As noted French anthropologist Claude Levi-Strauss once said, “the scientific mind does not so much provide the right answers as ask the right questions.” As teachers, when we present students with a phenomenon, our goal should not be to have students give us a single textbook answer. Instead, what we really want is for them to generate a series of questions. It is from their own attempts to answer those questions that they will come to make sense of the world around them. In this unit, my goal is to demonstrate how investigating what makes popcorn pop can lead to a better understanding of thermodynamics and molecular interactions at the middle school level.

I am currently a sixth grade science teacher at Henry B. DuPont Middle School, a comprehensive public middle school in the Red Clay School District. It has approximately nine hundred students distributed over the sixth through eighth grade band. H. B. is located in a suburban setting but draws from both the city of Wilmington and the suburbs of Hockessin and Newark with a present composition of forty percent city and sixty percent suburban. Our feeder pattern consists of eight different elementary schools. There is a great disparity between the urban and suburban students on average when it comes to academic readiness and diversity of background knowledge. It is not a matter of potential ability but previous opportunities and, in some cases, differing expectations. The academic range in science has further been extended by increasing the amount of inclusion.

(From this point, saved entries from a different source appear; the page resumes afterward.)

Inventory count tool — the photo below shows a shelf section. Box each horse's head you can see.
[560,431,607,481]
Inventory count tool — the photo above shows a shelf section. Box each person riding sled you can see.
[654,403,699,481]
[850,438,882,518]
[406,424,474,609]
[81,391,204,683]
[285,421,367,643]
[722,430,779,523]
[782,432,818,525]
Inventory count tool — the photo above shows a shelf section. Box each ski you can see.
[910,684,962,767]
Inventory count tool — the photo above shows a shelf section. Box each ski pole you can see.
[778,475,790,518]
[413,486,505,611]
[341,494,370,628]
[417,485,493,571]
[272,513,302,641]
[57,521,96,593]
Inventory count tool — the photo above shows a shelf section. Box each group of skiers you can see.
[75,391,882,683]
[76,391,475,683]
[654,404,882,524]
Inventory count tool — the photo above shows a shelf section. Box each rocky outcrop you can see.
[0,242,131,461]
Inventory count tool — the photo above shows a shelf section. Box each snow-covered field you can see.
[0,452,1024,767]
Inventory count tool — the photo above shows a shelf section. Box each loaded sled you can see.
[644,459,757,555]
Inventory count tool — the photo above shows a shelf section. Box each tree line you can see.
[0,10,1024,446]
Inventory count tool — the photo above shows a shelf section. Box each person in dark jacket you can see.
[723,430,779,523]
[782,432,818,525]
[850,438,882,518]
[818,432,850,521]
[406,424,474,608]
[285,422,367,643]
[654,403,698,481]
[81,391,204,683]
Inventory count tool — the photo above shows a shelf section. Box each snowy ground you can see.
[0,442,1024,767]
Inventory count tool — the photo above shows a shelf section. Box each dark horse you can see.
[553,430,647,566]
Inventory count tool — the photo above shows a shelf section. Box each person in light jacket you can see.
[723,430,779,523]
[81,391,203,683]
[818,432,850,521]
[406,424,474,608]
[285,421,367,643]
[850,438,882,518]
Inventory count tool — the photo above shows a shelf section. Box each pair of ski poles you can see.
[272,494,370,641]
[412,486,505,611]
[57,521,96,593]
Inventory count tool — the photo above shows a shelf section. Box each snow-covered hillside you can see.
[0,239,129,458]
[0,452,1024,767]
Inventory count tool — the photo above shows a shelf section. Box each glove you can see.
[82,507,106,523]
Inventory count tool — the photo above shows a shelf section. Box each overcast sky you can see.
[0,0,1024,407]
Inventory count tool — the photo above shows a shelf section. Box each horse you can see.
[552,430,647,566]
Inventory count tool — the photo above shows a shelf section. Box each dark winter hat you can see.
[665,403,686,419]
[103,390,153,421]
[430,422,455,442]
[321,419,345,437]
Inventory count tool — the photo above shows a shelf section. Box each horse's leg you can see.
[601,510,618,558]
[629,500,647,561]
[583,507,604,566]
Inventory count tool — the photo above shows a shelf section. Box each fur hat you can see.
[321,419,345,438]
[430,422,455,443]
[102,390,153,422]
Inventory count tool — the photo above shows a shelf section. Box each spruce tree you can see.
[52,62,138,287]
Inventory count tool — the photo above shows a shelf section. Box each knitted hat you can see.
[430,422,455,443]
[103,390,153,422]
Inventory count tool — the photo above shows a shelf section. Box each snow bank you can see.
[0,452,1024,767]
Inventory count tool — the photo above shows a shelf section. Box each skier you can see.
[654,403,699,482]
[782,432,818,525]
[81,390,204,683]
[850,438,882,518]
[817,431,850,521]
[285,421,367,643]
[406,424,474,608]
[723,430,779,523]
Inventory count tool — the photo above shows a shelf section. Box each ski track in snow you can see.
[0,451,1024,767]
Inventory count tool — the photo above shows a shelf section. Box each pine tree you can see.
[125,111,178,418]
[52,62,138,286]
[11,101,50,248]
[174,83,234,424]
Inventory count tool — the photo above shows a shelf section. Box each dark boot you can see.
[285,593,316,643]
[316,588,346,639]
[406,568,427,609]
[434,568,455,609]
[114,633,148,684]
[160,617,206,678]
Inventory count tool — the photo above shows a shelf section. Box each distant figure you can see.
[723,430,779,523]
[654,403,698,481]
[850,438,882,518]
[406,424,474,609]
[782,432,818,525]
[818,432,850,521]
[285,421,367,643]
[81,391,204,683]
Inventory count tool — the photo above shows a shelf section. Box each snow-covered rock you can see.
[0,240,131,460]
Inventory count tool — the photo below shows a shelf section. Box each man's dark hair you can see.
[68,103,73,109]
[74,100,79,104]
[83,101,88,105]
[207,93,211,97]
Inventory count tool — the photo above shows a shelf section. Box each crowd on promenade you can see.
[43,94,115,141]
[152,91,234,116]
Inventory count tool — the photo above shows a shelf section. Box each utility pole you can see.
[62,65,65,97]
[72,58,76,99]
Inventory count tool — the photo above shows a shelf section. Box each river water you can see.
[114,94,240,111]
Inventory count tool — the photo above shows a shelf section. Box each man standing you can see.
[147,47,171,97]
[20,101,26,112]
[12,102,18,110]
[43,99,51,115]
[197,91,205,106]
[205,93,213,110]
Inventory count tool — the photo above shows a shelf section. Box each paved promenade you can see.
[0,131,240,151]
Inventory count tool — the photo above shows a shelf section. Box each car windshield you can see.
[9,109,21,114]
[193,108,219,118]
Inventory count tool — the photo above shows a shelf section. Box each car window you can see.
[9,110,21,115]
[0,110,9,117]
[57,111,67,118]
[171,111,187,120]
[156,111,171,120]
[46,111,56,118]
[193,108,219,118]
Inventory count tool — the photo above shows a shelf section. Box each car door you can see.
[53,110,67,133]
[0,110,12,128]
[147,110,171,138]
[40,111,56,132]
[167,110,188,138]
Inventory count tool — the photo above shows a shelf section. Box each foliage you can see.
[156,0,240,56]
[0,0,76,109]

Delaware’s science curriculum is in a transition phase which allows me some freedom to create learning opportunities that align to the Next Generation Science Standards (NGSS), even if they don’t align to the current grade level curriculum map. The aim of the three stranded approach of the NGSS is to more fully engage students in critically using science rather than memorizing facts. At the same time, science should be for all, including those that struggle with literacy. My job is to design experiences and share visual representations that will help students discover and understand key ideas relating to temperature and change of state in some cases with minimal reliance on text support.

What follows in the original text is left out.